You have a right to attend most court proceedings in Virginia state courts. However, your right of access is not absolute, and a court can restrict your access under certain circumstances. If you are interested in attending a court proceeding, visit the Virginia judiciary's website to find the locations, phone numbers, and websites for the state's Circuit Courts, Courts of Appeal, and Supreme Court. This page focuses on your ability to access certain types of proceedings.
You have a First Amendment right to attend criminal trials, Richmond Newspapers, Inc. v. Virginia, 448 U.S. 555, 580(1980). This includes the preliminary hearing and the jury selection process. The Virginia state constitution also provides a right of access to court proceedings. Va. Const. art. I, § 12; see Richmond Newspapers, Inc. v.
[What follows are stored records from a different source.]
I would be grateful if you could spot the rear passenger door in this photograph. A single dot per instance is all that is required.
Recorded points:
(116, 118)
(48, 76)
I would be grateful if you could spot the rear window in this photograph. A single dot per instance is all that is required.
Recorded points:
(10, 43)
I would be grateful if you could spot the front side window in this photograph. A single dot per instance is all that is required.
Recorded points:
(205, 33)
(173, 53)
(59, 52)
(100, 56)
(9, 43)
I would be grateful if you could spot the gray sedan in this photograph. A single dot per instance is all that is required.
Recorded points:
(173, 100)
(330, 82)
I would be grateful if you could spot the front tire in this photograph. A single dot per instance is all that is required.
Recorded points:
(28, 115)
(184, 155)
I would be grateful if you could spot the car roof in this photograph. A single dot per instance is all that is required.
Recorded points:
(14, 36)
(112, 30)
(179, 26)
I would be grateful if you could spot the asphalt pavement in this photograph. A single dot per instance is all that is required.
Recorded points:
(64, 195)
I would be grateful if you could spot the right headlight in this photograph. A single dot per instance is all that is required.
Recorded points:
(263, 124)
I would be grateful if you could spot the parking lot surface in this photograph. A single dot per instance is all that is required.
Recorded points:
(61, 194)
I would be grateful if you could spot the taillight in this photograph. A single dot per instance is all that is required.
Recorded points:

Commonwealth, 281 S.E.2d 915, 922 (Va. 1981).
You may be denied access to the courtroom if a party seeking to close the hearing has an overriding interest that is likely to prejudiced and the closure is narrowly tailored to protect that interest. For example, the court may exclude you if the media's presence will deprive the defendant of her right to a fair trial because media coverage will influence the jury.
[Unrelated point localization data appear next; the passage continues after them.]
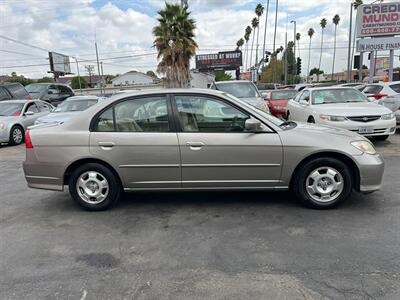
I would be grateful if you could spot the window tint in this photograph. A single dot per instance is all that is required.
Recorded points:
(203, 114)
(373, 89)
(105, 121)
(32, 107)
(4, 94)
(395, 87)
(18, 91)
(136, 115)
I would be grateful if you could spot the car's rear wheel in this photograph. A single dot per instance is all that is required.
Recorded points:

If the trial court closes the proceeding, the closure must be no broader than necessary to protect the interest of the party asserting the need for closure. The court must consider reasonable alternatives to closing the proceeding, and it must make findings adequate to support the closure. See generally Press-Enterprise Co. v. Superior Ct., 478 U.S. 1 (1986).
Grand Jury Proceedings
You will not be able to attend grand jury proceedings. These are proceedings in which the prosecutor presents evidence before a group of jurors who will determine if there is a sufficient basis to bring criminal charges against a person. Grand jury proceedings are held in secret and are not considered to be a part of the criminal trial process. See Va. Code Ann. § 19.2-192.
Other Proceedings and Conferences
You will not be able to access a few other hearings that have traditionally been closed to the public. These include “side-bar” or “in-chambers” conferences between the lawyers and the judge, and plea-bargaining sessions between the prosecutor and the defendant.
Juvenile Court Proceedings
You will not be able to attend most juvenile proceedings in Virginia because they are closed under state law. However, proceedings involving juveniles over the age of 14 who are charged with an offense that would be a felony if committed by an adult are presumptively open. Those proceedings may only be closed upon good cause and the court must state its reasons in writing. Va. Code Ann. § 16.1-302(C). The juvenile also has the right to a public trial if he so requests. Va. Code Ann. § 16.1-302(D).
In general, you should be able to attend civil proceedings, which are presumptively open to the public, in Virginia state courts. A civil proceeding may only be closed when the denial of access serves an important interest and that there is no less restrictive way to serve that interest. See Publicker Indus. v. Cohen, 733 F.2d 1059, 1070 (3d Cir. 1984).